As NASA lies mostly dormant amid the U.S. government shutdown, scientists are challenging a Congressional ban on the use of its facilities by Chinese nationals. The restriction has left Chinese researchers barred from a major conference next month on the agency’s Kepler space telescope program. From Ian Sample at The Guardian:
Geoff Marcy, an astronomy professor at the University of California, Berkeley, who has been tipped to win a Nobel prize for his pioneering work on exoplanets, or planets outside the solar system, called the ban “completely shameful and unethical”.
In an email sent to the conference organisers, Marcy said: “In good conscience, I cannot attend a meeting that discriminates in this way. The meeting is about planets located trillions of miles away, with no national security implications,” he wrote.

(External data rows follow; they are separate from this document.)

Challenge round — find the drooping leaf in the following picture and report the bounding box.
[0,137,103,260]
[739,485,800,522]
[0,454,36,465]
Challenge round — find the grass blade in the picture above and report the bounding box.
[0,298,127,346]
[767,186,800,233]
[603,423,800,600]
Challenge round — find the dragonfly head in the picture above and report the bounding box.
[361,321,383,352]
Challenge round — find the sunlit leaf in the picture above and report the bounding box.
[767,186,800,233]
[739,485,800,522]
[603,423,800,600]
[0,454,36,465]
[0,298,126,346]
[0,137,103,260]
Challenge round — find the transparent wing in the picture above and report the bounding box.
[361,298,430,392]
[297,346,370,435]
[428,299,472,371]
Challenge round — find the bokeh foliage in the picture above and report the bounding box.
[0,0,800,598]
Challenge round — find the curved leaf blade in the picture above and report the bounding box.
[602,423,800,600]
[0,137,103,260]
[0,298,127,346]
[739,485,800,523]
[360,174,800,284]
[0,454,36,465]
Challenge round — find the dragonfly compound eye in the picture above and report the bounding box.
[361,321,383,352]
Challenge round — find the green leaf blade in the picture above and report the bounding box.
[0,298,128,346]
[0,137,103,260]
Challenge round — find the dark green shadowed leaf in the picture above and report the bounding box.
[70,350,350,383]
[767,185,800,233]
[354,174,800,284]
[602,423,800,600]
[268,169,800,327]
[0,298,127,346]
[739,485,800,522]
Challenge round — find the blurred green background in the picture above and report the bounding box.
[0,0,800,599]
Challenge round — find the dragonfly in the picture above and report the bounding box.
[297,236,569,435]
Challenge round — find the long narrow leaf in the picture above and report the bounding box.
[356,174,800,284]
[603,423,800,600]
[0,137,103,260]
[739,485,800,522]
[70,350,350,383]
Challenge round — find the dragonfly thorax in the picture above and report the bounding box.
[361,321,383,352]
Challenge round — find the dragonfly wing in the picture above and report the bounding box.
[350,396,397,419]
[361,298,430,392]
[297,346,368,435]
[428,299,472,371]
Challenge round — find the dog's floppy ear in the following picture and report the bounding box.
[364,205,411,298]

“It is completely unethical for the United States of America to exclude certain countries from pure science research,” Marcy told the Guardian. “It’s an ethical breach that is unacceptable. You have to draw the line.”

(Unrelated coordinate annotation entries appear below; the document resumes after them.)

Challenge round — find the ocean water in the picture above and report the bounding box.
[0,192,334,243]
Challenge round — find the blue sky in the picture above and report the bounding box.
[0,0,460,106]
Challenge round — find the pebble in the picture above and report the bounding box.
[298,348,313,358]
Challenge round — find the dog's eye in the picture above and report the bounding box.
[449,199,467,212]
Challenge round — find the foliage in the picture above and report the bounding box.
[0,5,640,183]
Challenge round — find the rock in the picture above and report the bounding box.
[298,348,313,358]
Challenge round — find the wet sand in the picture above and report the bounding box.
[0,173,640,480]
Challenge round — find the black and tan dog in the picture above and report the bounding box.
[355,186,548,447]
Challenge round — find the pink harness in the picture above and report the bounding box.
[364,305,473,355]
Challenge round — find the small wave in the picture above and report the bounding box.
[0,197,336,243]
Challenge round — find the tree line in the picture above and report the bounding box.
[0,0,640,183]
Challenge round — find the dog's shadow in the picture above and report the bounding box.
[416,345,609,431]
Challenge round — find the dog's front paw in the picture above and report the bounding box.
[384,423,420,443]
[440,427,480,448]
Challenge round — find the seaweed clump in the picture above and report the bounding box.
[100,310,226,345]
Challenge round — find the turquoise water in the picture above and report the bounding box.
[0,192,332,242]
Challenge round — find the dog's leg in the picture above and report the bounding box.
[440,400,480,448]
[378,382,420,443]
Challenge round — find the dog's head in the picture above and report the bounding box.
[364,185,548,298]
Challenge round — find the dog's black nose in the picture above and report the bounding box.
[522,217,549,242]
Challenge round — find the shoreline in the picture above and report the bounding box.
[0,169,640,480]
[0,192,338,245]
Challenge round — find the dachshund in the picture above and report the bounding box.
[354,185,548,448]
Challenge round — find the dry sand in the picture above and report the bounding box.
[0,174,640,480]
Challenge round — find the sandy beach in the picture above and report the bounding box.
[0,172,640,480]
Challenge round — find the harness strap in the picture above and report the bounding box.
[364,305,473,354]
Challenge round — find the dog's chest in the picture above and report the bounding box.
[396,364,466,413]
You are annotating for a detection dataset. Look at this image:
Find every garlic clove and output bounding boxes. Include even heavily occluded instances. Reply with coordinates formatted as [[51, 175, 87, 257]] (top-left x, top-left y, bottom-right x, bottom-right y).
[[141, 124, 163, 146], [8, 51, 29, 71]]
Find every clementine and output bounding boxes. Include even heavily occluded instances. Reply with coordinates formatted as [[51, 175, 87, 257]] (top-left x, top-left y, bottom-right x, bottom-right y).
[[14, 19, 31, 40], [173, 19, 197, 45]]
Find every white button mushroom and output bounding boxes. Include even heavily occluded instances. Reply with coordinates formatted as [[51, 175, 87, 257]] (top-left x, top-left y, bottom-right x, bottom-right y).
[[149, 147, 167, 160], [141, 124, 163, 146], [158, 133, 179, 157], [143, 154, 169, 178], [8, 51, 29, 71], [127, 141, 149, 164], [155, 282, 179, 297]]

[…] Sir Martin Rees, Britain’s astronomer royal, said he “fully supported” Marcy’s position and called the ban “a deplorable ‘own goal’ by the US”. [Source]
The ban is one of a range of measures which almost entirely blocks NASA from cooperating with China as it did with the Soviet Union through much of the Cold War. While aimed at preventing technology theft, the restrictions have been accused of squandering major opportunities and compromising long-term American interests. The rules are not of NASA’s own choosing: carefully skirting them at the 64th International Astronautical Congress in Beijing last month, NASA chief Charles Bolden spoke of “highly serious” intentions for future collaboration, although considerable skepticism lingers. Meanwhile, China’s own space program is advancing on several fronts.